Kiwanians learn safe ways to handle food


Ryan Ibach of the Yakima Health District speaks to members of the Sunnyside Kiwanis Club about food handlers cards. The club members tested for the cards at their program Thursday morning.

The state's requirements for food handling were discussed Thursday morning as Sunnyside Kiwanis Club members prepared to take the food handlers test offered by the Yakima Health District.

Ryan Ibach of the health district showed a 20-minute video before reviewing some of the rules that make food handling safe.

This coming Monday new regulations will be in effect that the club will have to follow even though they were tested on the old rules, said Ibach.

New regulations include a drop in the danger zone temperature. Currently, the "danger zone," which is the range of temperatures which bacteria are most likely to grow at, is between 45 and 140 degrees. The low temperature will go down to 41 degrees, said Ibach, explaining that cold foods will have to be kept below 41 degrees.

One of the biggest changes will be that food handlers will not be allowed to have bare hand contact with any ready to eat foods, such as hamburger buns.

Currently, across the state some counties require that gloves be worn when handling ready to eat foods. Other counties, such as Yakima County, don't. The new regulation is being passed down from the state.

Also changing is the person in charge rule. Currently, the owner can be the person in charge making sure employees are following the food handler regulations and making sure sick employees aren't working and passing on illnesses. Ibach said the owner didn't have to be on site, but now a person in charge will be required to be on site at all times.

The state is becoming more strict on hand washing. The new regulation will require food handlers to wash hands for at least 20 seconds, with at least 10 to 15 seconds of scrubbing.

"The average hand washing is six seconds," said Ibach.

He added that those with temporary food booths, such as the Kiwanis Club, will also be required to have a five-gallon container of water for hand washing, said Ibach.

What won't be changing are the temperatures previously cooked hot foods need to be heated to kill food borne illness and bacteria.

Foods must be heated to 165 degrees and then maintained at least 140 degrees, said Ibach. One change will be that foods must be maintained at the 165 degree temperature for at least 15 seconds.

The first key to safe food handling is hand washing, he said.

Hands and forearms should be scrubbed and dried with paper towels to prevent the spread of diseases, some of which can cause death.

Hands should be washed after handling raw meat, personal grooming, coughing, sneezing and using the restroom.

To prevent cross-contamination, which is taking germs from one food and spreading them to another, the state requires that food workers wash hands after handling different kinds of foods. A sanitizer solution of one teaspoon of bleach to one gallon of cool water should be made to wipe down counter surfaces.
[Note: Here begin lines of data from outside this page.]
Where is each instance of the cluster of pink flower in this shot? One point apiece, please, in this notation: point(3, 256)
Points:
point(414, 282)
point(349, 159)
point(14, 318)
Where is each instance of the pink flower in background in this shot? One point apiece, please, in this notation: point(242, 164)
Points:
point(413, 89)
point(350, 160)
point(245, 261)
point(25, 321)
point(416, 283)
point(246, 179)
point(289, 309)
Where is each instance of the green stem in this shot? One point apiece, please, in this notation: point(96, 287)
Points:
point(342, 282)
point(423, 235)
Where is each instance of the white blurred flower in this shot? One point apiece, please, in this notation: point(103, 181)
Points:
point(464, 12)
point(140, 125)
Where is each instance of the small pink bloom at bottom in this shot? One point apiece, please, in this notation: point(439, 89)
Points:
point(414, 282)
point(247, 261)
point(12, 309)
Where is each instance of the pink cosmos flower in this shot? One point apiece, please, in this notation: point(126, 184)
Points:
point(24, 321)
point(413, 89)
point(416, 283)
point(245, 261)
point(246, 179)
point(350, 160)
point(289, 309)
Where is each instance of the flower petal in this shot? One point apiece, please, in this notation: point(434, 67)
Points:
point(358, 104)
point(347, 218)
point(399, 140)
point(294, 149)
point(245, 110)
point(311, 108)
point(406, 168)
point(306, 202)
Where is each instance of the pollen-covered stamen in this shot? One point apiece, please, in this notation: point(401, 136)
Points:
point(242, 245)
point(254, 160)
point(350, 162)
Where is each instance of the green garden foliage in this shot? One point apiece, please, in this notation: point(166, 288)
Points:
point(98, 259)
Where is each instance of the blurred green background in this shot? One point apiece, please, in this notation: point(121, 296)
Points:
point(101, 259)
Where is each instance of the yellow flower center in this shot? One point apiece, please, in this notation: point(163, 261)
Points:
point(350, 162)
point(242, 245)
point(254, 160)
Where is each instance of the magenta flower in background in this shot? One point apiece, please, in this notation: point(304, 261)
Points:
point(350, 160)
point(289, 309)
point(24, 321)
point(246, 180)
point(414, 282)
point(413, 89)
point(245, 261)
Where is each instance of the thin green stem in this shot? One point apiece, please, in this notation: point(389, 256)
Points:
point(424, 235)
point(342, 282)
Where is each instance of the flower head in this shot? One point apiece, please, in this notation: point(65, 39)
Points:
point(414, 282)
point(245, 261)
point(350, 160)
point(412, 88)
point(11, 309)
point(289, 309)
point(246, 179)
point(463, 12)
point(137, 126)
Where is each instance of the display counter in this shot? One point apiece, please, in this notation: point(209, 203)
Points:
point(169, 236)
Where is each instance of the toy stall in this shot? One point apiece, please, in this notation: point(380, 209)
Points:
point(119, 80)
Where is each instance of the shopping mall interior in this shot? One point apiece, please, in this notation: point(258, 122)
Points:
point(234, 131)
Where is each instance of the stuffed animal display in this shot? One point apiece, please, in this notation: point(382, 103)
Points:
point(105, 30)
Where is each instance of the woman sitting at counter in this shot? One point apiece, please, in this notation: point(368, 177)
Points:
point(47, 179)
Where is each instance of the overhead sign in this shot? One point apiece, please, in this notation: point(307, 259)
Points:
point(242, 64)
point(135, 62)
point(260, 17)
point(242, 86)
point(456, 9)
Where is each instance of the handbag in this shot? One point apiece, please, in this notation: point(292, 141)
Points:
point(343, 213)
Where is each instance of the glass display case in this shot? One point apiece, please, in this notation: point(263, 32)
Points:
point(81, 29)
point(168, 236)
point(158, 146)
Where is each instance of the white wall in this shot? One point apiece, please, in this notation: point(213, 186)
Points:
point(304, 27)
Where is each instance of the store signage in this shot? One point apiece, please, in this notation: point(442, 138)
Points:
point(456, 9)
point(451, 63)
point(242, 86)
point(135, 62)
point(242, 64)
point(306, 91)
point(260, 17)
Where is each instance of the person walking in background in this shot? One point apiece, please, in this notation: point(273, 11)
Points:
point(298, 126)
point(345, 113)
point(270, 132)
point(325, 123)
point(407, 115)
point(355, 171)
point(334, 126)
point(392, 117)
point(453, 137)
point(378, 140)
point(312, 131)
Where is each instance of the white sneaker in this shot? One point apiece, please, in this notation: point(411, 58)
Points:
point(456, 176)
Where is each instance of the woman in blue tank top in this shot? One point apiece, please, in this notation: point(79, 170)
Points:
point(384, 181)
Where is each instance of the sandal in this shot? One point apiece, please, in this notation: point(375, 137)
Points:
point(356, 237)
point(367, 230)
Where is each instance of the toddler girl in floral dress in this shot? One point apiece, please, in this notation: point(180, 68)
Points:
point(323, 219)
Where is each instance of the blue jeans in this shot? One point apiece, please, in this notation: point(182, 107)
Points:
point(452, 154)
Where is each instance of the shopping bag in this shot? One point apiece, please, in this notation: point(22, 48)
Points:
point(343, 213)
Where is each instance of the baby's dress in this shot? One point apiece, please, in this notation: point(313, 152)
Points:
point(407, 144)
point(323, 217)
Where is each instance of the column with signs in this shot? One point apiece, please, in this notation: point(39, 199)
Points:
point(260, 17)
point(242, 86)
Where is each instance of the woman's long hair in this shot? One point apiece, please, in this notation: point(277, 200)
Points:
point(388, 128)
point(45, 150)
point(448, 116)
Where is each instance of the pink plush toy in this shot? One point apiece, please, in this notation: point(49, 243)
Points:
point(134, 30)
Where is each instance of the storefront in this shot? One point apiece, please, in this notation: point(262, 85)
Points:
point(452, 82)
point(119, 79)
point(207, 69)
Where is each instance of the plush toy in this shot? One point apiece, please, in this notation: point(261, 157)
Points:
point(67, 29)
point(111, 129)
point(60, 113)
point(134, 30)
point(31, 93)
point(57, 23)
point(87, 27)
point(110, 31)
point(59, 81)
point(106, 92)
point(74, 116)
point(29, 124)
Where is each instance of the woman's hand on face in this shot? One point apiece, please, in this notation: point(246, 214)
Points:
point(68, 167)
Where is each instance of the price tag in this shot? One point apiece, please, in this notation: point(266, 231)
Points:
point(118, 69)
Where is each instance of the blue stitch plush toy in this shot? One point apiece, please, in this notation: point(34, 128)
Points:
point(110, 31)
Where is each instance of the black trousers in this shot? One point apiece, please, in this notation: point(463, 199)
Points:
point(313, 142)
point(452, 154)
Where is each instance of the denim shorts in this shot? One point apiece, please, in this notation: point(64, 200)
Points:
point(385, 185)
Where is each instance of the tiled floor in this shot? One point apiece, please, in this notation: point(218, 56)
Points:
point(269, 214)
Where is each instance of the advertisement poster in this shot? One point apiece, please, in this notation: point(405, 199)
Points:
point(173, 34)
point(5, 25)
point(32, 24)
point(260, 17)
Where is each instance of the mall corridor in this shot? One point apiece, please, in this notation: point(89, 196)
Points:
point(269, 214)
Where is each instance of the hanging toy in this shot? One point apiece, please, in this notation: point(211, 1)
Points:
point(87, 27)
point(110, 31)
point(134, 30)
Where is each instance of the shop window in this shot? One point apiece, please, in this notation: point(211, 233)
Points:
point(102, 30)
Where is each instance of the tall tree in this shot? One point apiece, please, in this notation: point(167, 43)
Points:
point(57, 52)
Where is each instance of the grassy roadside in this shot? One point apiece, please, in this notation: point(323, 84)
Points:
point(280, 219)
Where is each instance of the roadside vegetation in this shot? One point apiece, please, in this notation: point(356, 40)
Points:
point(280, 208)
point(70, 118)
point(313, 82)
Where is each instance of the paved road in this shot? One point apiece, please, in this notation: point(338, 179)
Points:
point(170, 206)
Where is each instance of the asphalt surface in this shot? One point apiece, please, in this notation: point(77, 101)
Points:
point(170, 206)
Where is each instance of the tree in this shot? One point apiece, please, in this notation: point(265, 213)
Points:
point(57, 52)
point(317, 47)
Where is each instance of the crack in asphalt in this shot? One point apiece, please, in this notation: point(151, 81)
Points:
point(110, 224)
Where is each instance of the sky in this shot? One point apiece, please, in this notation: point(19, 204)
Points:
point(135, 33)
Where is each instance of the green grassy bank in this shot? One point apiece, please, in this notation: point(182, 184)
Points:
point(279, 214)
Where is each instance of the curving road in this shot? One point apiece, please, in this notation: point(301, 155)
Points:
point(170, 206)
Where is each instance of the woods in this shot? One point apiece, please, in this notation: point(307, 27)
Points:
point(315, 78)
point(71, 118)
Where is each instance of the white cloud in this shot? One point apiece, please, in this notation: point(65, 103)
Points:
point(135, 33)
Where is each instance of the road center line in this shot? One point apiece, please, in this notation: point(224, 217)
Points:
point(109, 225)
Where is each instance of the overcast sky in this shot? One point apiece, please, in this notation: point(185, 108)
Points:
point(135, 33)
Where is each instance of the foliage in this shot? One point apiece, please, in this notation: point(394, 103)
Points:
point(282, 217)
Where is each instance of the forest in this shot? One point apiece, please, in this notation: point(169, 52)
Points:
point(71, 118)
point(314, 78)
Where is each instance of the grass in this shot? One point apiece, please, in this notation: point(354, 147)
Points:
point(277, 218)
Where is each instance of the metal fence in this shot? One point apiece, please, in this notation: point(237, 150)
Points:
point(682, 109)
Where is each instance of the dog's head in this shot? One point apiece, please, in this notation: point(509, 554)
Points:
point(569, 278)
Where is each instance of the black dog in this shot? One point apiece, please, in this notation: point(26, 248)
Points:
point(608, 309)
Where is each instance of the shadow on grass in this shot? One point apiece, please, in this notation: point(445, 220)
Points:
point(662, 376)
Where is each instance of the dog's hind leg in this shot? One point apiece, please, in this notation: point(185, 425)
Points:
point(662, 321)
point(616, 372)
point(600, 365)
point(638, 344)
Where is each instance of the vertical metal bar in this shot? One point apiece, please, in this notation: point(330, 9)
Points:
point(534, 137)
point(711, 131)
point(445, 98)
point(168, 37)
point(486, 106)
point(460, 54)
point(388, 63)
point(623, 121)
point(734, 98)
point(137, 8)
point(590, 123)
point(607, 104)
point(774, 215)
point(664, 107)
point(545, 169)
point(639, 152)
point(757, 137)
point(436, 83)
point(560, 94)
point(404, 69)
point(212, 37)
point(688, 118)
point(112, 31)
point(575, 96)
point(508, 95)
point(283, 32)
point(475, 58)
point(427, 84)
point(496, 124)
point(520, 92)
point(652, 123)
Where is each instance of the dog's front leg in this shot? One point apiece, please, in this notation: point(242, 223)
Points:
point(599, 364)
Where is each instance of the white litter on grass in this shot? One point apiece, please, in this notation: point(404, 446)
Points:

When switching from cutting meats to vegetables, the cutting board and knives must be washed, rinsed and sanitized to prevent cross contamination.

Raw meats cut for food preparation must be stored in a refrigerator on the bottom shelf to prevent juices from contaminating vegetables and other foods. Vegetables should be stored on a center level in a refrigerator and previously cooked foods on the top shelf.

The key to keeping foods safe is to move foods quickly through the danger zone, according to the state.

Meat safety temperatures must also be reached to ensure safe foods. Meat should be checked for an internal temperature with a metal stemmed thermometer. The thermometer should be plunged into the thickest part of the meat. Rare roast beef should be 130 degrees, according to state regulations. Beef, lamb and seafood must reach a temperature of 140 degrees and pork 150 degrees. Restructured meats, such as hamburger, have to reach a temperature of 155 degrees before it is done and poultry must be 165 degrees internally to be fully cooked.

When cooling foods it is important to cool them quickly to prevent bacteria. Thick pieces of meat should be cut into pieces no larger than four pounds and placed in a shallow pan in the refrigerator. The pan should be uncovered until the meat reaches an internal temperature below the danger zone. Then foods should be covered, said Ibach.

Foods can also be cooled using ice. The key, Ibach said, is to make sure the ice reaches the top of the container the food is in. He added that it is important to stir the food stored in ice as well.

Foods such as soups and beans should be placed in a shallow pan no deeper than two inches and placed in the refrigerator uncovered to cool. Once cooled the pans should be covered.

Uncooked milk and eggs should also be kept at a temperature below the danger zone.

To thaw foods, the best ways are to plan ahead and place foods in a container in the refrigerator, thaw in a microwave and foods, such as shrimp, can be thawed under cool running water.

Food handlers licenses are available through the Yakima Health District. Those seeking a card will have to watch a video and then must take a 32-question test on the material covered in the video.